A major complaint is how Amazon chooses who’s included in its ‘Buy Box’

Photo (c) jetcityimage - Getty Images
Bad news landed on the doorstep at Amazon’s headquarters early Tuesday. The European Commission has informed the online retailer that it feels the company has breached European Union (EU) antitrust rules by “distorting competition in online retail markets.” 

The Commission’s biggest problem with Amazon is that it supposedly gleans non-public business data about independent sellers on its marketplace and uses that information to the benefit of its own retail business, which directly competes with those third-party sellers. 

The value of that information could easily catapult Amazon’s own version of a product to the front of the line. The Commission said that Amazon’s insider information on third-party sellers included the number of ordered and shipped units of products, the sellers' revenues on the marketplace, the number of visits to sellers' offers, shipping data, data related to sellers' past performance, and other consumer claims on products.

“We must ensure that dual role platforms with market power, such as Amazon, do not distort competition. Data on the activity of third-party sellers should not be used to the benefit of Amazon when it acts as a competitor to these sellers,” said Margrethe Vestager, the executive vice president in charge of competition policy.

The almighty “Buy Box”

The Commission didn’t let Amazon off the hook with just one indiscretion. It also opened a second antitrust investigation into the possible partisan treatment of Amazon's own retail offers and those of marketplace sellers that use Amazon's logistics and delivery services.

In particular, the Commission will take a deep look into the criteria that Amazon sets to select who’s included in its “Buy Box.” The Buy Box is the white box on the right side of an Amazon product’s detail page where customers can click and add items to their cart.

The rub for the Commission is that only businesses with exceptional seller metrics get a chance to be included in the Buy Box -- and guess what decides who qualifies as “exceptional?” Amazon’s own algorithms.

Eyal Lanxner at BigBusiness said that 82 percent of Amazon sales go through the Buy Box, and the percentage is even higher for mobile purchases. Lanxner says that in mobile, the Buy Box takes on heightened importance because, unlike on a desktop or laptop, the mobile site features the Buy Box directly under the product image.

“If you’re that one lucky seller who gets the ‘Buy Box,’ you make all the sales,” says Christo Wilson, lead researcher of a Northeastern University study of Amazon's algorithmic pricing practices.

“This is very much a winner-take-all system. If you’re that one lucky seller who gets the ‘buy box,’ you make all the sales. So if you want to be competitive for the top-selling products, you pretty much have no choice: You have to be an algorithmic seller.”

The Commission and Amazon’s end game

The two sides now enter the fray hoping for a judgment in their favor. The Commission is going to be leaning heavily on an EU law that prohibits the abuse of a dominant market position.
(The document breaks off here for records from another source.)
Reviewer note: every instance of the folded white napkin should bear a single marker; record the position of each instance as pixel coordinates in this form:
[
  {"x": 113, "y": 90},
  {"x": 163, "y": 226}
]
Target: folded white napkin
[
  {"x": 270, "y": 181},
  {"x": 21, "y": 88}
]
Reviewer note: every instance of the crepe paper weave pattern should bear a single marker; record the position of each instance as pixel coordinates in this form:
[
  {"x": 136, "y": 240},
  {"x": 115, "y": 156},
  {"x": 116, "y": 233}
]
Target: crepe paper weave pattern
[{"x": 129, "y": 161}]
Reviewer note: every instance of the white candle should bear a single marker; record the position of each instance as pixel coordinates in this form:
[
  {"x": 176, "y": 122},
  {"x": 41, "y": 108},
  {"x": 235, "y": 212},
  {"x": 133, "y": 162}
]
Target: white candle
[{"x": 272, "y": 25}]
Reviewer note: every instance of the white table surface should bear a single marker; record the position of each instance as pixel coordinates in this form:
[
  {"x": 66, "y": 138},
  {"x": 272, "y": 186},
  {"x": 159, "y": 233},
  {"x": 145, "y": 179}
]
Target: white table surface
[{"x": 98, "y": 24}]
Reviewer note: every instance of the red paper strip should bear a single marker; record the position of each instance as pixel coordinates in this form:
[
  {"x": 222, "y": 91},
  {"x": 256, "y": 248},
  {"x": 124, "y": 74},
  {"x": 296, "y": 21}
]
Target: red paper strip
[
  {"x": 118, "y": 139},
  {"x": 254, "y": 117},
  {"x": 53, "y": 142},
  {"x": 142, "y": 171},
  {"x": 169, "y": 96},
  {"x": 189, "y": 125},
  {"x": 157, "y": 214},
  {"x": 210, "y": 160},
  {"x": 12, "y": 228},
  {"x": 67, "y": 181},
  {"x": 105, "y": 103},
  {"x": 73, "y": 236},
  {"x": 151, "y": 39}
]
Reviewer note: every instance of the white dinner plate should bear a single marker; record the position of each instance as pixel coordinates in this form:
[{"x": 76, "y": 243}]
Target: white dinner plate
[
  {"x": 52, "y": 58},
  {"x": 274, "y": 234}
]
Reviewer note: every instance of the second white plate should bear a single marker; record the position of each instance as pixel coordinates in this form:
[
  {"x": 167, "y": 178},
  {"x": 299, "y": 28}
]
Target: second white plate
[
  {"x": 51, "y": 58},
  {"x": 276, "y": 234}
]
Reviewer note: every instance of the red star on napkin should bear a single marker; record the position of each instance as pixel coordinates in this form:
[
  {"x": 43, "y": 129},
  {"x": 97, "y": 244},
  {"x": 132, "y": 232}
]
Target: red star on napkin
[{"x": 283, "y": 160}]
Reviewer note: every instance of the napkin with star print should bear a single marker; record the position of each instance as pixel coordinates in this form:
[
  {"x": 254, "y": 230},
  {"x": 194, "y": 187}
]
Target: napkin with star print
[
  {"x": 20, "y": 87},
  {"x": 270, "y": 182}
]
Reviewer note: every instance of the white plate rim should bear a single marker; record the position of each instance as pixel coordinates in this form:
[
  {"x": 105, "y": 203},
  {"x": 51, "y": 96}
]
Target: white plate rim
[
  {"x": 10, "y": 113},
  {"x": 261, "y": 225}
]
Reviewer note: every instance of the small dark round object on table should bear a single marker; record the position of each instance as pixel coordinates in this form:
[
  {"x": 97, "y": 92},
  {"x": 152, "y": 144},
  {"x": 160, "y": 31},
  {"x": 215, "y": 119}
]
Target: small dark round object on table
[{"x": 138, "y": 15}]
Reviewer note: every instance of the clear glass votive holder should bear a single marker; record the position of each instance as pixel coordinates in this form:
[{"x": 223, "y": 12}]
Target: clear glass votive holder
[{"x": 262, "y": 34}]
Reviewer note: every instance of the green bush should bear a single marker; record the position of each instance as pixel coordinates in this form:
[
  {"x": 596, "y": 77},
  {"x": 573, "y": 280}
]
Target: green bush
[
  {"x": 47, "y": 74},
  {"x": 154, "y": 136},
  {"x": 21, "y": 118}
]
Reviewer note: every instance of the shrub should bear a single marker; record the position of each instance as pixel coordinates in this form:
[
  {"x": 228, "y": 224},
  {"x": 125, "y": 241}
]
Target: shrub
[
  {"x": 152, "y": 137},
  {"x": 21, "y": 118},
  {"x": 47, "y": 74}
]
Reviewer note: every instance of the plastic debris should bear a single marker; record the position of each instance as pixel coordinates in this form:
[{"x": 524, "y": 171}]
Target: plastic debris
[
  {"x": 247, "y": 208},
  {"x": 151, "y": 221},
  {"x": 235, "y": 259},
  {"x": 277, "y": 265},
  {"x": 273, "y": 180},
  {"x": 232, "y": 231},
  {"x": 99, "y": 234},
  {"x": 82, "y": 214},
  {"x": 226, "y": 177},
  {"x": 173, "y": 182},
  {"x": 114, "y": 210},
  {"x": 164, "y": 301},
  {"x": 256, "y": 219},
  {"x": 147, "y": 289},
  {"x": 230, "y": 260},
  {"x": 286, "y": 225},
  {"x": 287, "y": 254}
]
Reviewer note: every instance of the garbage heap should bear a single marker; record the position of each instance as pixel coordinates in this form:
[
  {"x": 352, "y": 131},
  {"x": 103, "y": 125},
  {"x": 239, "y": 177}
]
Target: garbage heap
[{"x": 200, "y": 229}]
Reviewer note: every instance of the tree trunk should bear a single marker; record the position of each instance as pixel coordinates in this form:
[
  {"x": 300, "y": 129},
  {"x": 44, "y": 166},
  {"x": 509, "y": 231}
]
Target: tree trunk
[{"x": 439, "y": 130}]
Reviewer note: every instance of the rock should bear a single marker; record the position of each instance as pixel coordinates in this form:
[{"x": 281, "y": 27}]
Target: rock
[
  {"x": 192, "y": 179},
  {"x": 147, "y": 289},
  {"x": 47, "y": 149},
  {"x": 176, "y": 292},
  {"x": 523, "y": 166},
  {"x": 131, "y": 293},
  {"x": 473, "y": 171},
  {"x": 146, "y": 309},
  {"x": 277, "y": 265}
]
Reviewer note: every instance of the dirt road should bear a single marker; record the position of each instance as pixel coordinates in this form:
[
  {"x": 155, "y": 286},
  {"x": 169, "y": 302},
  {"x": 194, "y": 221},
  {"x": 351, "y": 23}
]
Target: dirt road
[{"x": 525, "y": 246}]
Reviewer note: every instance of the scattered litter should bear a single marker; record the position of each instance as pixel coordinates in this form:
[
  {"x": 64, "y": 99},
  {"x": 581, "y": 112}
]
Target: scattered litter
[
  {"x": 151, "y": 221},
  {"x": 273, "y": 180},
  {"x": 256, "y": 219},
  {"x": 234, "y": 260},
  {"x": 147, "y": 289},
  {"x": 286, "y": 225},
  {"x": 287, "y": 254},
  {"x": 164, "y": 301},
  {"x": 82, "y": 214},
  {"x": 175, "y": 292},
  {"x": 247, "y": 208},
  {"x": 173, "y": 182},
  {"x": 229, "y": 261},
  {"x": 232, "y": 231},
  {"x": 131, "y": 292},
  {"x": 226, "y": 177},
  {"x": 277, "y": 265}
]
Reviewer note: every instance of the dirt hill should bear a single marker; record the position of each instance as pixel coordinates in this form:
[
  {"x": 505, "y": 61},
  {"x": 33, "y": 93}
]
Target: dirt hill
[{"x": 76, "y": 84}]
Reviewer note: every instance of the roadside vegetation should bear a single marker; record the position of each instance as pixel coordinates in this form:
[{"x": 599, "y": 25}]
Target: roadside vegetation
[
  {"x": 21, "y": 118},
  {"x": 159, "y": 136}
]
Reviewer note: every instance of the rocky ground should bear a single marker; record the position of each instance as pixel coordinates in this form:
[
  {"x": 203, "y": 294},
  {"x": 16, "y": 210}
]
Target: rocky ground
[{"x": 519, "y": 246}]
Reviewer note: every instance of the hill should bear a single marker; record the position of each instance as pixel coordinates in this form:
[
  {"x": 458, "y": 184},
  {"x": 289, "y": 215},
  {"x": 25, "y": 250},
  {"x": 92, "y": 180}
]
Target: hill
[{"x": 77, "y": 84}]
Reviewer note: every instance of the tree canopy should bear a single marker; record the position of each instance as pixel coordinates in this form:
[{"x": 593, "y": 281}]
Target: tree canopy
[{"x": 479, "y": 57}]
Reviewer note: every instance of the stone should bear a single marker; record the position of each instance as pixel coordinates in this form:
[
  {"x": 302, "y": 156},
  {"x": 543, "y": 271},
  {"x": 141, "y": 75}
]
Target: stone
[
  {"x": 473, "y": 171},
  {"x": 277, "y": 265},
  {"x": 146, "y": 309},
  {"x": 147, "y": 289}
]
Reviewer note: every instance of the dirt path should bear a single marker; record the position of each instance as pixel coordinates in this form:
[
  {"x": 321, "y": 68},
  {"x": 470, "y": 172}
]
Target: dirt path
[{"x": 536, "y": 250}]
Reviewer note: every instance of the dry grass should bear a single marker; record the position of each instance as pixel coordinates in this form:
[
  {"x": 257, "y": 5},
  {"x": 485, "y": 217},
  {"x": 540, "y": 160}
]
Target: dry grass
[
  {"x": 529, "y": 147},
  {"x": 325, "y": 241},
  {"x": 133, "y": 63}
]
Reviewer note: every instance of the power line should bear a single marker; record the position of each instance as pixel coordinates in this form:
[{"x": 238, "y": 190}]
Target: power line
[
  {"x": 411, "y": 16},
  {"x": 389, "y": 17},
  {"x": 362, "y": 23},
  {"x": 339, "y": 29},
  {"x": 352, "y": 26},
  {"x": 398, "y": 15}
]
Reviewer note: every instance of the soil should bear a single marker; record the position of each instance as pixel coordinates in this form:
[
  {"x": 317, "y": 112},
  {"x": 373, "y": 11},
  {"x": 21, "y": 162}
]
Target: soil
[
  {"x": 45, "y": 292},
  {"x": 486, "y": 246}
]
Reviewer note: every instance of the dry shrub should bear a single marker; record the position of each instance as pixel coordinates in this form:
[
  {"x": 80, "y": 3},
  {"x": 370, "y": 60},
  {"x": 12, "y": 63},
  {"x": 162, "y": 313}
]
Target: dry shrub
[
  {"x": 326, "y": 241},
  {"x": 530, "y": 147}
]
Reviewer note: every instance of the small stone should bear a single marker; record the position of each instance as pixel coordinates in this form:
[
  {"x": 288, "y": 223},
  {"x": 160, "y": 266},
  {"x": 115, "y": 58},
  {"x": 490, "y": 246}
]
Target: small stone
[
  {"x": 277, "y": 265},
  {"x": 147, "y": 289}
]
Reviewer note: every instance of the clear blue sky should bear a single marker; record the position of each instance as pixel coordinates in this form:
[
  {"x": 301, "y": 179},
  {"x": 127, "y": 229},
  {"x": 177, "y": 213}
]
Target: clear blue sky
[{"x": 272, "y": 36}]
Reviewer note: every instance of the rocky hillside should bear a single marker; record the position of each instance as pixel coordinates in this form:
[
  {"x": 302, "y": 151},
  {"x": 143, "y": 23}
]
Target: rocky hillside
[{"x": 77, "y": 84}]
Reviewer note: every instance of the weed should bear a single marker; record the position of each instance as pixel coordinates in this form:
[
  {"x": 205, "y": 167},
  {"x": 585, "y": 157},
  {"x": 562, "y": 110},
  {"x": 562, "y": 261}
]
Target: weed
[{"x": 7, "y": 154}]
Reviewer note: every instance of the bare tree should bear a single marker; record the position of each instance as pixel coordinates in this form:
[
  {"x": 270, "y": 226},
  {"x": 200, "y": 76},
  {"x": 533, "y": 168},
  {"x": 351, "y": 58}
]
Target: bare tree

And in the other corner, Amazon will be battling to prove that it plays fair and square with third-party vendors.

“The conditions of competition on the Amazon platform must also be fair. Its rules should not artificially favour Amazon's own retail offers or advantage the offers of retailers using Amazon's logistics and delivery services,” Vestager said.

“With e-commerce booming, and Amazon being the leading e-commerce platform, a fair and undistorted access to consumers online is important for all sellers.”